Law School Case Brief
Forman v. Benson - 112 Ill. App. 3d 1070, 68 Ill. Dec. 629, 446 N.E.2d 535 (1983)
A reasonableness standard is favored by the law when the contract concerns matters capable of objective evaluation. However, where the circumstances are such that it is clear a provision was added as a personal concession to one of the contracting parties, the subjective, rather than the objective standard, should be applied.
The parties, plaintiff buyer and defendant seller, entered into an installment contract where the seller inserted a requirement that the contract was "subject to" the seller approving the buyer's credit report. After the contract was signed, the buyer and seller discussed new terms regarding the purchase price and interest rate. The seller ultimately rejected the contract, allegedly on the basis of the buyer's credit report. The buyer sued for and was granted specific performance, which the seller appealed. Defendant seller appealed the judgment from the Circuit Court of Lee County (Illinois), ordering specific performance of the installment contract.
a) Did the trial court err when it applied a standard of reasonableness to the defendant's approval of plaintiff's credit report?

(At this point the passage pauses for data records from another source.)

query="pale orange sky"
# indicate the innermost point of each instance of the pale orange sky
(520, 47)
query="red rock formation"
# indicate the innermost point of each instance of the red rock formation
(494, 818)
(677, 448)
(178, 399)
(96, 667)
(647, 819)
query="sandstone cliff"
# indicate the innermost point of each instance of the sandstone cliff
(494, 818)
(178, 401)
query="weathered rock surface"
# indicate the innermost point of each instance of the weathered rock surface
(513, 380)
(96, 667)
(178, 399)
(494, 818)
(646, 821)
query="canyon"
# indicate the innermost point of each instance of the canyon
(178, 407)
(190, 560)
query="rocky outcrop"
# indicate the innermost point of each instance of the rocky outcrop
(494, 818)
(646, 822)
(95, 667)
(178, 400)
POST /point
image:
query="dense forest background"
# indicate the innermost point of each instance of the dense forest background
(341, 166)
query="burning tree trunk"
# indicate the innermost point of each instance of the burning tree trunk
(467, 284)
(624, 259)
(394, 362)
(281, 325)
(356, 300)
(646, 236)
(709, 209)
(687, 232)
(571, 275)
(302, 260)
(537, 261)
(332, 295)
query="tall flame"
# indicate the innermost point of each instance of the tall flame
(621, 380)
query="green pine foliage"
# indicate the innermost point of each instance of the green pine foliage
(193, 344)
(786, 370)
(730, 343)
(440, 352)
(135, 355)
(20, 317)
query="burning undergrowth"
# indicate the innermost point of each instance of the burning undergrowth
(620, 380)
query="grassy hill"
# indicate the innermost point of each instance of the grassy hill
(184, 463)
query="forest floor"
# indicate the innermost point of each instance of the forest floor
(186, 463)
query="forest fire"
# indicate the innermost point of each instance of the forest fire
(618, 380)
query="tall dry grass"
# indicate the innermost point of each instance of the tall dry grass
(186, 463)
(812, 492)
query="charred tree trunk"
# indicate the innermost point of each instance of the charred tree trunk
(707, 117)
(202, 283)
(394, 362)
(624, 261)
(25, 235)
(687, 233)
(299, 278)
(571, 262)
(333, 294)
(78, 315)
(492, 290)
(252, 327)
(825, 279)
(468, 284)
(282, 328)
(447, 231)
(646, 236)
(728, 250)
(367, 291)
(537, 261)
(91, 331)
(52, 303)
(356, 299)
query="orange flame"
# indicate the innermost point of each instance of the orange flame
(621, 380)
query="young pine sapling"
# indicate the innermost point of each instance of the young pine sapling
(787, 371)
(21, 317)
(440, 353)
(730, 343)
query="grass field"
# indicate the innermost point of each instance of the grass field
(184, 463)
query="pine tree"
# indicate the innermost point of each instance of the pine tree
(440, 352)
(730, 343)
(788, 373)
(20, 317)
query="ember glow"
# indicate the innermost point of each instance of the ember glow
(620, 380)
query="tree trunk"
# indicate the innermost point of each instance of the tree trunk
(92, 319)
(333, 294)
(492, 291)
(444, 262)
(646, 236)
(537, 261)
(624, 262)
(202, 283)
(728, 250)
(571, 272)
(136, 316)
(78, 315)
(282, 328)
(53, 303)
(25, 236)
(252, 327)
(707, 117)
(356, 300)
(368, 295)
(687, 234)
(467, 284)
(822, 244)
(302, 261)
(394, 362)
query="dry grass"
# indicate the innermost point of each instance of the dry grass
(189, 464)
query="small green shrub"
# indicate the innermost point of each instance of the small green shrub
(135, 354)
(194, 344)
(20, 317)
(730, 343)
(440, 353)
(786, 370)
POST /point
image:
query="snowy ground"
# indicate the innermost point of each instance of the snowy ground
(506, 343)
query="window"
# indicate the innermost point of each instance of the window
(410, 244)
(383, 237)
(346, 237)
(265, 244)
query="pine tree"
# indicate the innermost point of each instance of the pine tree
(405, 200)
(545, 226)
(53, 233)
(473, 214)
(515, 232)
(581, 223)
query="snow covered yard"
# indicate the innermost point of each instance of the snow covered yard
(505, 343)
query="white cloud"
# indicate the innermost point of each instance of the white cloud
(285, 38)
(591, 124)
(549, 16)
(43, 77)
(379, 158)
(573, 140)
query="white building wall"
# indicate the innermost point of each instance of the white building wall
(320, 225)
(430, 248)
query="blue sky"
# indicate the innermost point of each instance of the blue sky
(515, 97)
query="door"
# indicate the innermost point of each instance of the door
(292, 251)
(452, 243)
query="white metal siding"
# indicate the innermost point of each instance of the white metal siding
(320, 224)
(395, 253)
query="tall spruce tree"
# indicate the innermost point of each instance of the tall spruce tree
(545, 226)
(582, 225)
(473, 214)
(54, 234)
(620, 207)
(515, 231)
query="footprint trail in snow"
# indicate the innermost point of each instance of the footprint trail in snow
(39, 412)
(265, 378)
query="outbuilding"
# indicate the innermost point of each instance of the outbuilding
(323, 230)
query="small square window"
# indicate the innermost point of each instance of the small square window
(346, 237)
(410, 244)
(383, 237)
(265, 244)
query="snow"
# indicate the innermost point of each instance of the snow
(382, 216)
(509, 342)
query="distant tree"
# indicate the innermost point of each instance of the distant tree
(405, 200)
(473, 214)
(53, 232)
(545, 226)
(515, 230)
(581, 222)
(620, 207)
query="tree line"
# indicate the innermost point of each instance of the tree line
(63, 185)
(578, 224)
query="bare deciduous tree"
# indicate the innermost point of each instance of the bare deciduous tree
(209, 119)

b) Did the trial court err when it order specific performance of the real estate conract?
a) Yes; b) No
On appeal, the court held that the trial court erred when it applied a standard of reasonableness to seller's approval of the credit report because it was a satisfaction clause added as a concession or inducement for the seller, which would be subject to the seller's subjective evaluation. However, the evidence indicated that the real reason for seller's rejection of the contract had to do with the price and interest rate, which was sufficient to support a finding of bad faith on the seller's part. Therefore, the trial court properly granted specific performance to the buyer.